I’ve had the privilege of learning about more cultures and backgrounds in four years away than I had in the 25 years prior. I’ve experimented with foreign (to me) ingredients, entertainment, customs and traditions. I’ve broadened my perspective on what an impact a life well-traveled can mean. I even spent seven weeks of the last year traveling — albeit, all domestic — because I can always find a reason to say “Yes” to a new experience.
Ayana’s story reminds me there’s so much to say “Yes” to, beyond the 50 states and how it’s OK to be a little scared the first (or every) time you venture somewhere new. Of all my wild and crazy antics, I’ll happily share a full passport and broader understanding of our world for years to come.

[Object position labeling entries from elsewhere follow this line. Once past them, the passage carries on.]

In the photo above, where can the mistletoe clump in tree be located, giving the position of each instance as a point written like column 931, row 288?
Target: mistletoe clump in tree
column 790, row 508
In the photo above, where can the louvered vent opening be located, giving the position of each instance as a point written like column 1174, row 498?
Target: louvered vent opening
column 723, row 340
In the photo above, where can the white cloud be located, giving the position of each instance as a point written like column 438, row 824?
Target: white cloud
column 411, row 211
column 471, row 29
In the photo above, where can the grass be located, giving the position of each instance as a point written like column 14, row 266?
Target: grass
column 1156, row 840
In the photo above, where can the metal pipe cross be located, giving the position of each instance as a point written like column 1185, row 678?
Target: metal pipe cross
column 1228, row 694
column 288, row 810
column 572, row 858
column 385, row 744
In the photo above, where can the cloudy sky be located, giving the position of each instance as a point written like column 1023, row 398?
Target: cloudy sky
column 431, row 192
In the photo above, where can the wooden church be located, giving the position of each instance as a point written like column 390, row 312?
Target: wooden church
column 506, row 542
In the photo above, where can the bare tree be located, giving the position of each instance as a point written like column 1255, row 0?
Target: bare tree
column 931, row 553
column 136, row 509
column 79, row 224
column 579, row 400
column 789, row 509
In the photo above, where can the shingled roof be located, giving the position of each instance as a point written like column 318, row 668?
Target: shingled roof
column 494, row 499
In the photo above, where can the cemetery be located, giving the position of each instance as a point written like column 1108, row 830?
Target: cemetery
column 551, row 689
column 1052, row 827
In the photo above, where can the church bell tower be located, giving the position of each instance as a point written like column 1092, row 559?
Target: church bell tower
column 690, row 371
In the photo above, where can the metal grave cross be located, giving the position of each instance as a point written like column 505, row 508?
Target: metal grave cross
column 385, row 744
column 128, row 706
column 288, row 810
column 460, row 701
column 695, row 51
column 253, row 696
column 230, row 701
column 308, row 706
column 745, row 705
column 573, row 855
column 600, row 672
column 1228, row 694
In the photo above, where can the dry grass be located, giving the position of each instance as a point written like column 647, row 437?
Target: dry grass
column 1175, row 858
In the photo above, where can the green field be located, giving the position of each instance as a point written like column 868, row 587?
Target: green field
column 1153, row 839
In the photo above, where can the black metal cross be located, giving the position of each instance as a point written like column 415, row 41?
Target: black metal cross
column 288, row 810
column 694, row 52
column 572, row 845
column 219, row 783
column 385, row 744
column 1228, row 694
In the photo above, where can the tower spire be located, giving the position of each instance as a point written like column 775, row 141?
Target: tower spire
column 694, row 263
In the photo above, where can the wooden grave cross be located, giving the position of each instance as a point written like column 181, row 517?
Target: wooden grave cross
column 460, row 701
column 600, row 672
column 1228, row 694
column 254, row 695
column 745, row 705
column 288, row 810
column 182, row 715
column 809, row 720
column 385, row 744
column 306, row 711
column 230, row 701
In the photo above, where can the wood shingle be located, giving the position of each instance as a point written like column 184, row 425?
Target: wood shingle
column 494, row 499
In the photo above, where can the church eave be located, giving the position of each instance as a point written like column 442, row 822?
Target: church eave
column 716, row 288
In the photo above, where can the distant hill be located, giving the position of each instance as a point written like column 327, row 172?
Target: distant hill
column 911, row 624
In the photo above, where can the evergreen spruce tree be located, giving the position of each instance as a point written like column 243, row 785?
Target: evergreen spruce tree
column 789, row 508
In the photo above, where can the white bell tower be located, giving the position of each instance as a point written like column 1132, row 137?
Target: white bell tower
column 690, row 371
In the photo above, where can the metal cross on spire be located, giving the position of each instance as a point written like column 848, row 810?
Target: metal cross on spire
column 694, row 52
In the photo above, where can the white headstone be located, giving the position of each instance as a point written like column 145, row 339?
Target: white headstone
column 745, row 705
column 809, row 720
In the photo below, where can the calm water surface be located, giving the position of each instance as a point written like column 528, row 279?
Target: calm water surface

This week is full of firsts for me, and I’m pretty pumped about it. I won’t keep you guessing; I’m way too excited:
- Run Club: If you just fell off your chair, I’ll give you a moment to get yourself together. I’ve never, ever, ever enjoyed running — even in all my years as an athlete, I would muddle through sprints but hated any sort of endurance exercise. I’ve just begun a twice-a-week run club with a co-worker, and our two miles of run/jog/walk intervals were just the thing to start my week off right.
- Root Division’s Drawing 101: Again, I’ll give you a minute to let that sink in. I’ve always found creative outlets in writing but haven’t managed to develop my drawing skills beyond stars and cubes. Inspired by co-workers again, I began a six-session course last night for a more formal introduction to drawing. Here’s hoping I get more than just stick figures out of the experience 😉
- Toastmasters: Public speaking wasn’t an issue for me, really, until a few months ago, when I felt like I totally botched my maid of honor speech in front of more than 200 people. Thankfully, my company started a Toastmasters club, and I gave my first speech this afternoon. Tears aside — no, really — I’m excited to spend an hour each week learning how to best present myself.
- Mayer Hawthorne: Admittedly, I hadn’t heard of this funky guy (so it’s OK if you haven’t, either). My boyfriend suggested we go to his concert this weekend, so my Spotify has been on loop ever since. I can’t pinpoint whose music Hawthorne’s is reminiscent of, but I can tell you it sure is groovy.